The single-story design makes the rental properties fit areas that have had recent new-home growth and are glutted with unsold home sites. Mr. Kimmelman has won rezoning to multifamily in such cases in Green and Olmsted Falls.


New growth for Redwood

Redwood has contracted for Pride One Construction of Medina to build units in new rental complexes in Cuyahoga Falls and North Ridgeville as well as additional units on a site adjoining its just-completed, 100-unit Emerald Ridge Luxury Apartments in Green. Projects in Pickerington and Oregon, Ohio, also are afoot.

Redwood likes to build units in no more than 50-suite phases because that reduces equity requirements, which eases the ability to win construction and permanent financing, Mr. Kimmelman said. The approach also allows Redwood to stop construction immediately if leasing slows. All told, Redwood plans to add a total of 300 suites in five locations over the next 12 months, surpassing 100 units in 2009.

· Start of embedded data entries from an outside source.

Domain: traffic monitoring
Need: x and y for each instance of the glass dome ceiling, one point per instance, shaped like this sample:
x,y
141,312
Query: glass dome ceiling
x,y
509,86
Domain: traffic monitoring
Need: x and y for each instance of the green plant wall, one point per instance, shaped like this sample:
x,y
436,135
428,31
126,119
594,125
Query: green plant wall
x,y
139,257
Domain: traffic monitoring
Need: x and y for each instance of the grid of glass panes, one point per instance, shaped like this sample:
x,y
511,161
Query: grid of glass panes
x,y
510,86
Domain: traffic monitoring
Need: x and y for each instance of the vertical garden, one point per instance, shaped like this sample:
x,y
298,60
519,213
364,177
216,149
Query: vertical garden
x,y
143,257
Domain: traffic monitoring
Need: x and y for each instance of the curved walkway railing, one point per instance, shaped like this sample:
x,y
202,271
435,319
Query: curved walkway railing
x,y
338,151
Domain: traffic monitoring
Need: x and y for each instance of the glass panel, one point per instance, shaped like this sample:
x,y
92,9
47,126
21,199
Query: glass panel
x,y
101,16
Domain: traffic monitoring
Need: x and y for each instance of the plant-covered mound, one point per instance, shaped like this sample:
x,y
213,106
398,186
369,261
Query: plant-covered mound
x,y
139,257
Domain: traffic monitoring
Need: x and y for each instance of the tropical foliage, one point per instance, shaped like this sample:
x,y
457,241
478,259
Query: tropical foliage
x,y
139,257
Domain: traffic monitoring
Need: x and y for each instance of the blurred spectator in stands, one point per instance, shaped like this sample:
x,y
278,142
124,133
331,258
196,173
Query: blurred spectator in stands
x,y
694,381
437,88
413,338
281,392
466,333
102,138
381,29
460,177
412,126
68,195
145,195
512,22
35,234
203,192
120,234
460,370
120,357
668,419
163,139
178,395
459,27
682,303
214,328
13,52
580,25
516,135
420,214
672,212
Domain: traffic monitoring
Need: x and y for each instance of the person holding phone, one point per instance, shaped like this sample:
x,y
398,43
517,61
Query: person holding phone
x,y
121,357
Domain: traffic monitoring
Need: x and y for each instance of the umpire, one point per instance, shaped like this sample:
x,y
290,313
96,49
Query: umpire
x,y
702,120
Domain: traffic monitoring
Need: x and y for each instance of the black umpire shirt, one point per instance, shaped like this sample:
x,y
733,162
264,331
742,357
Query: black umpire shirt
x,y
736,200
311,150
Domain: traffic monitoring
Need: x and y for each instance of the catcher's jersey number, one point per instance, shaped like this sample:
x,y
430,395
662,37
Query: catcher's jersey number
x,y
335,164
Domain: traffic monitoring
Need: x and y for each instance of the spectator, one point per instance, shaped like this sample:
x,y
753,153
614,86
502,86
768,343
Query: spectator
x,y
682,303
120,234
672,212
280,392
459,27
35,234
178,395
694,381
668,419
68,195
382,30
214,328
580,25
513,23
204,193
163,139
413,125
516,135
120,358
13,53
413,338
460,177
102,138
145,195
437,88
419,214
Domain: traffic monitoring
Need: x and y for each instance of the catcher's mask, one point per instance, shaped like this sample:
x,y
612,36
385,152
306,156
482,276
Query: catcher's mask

Ralph McGreevy, executive vice president of the Northeast Ohio Apartment Association, said his members believe they have weathered the storm of the dour real estate market and see the worst behind them. Many more owners, from out of town as well as locally, are looking to build in the region, he said.

In a sign of the shift from the American dream of home ownership, Mr. McGreevy noted that regional apartment owners reduced their vacancy levels over last winter, which traditionally has been a lost period for renting units.

“We’re looking at a new paradigm in this industry,” he said.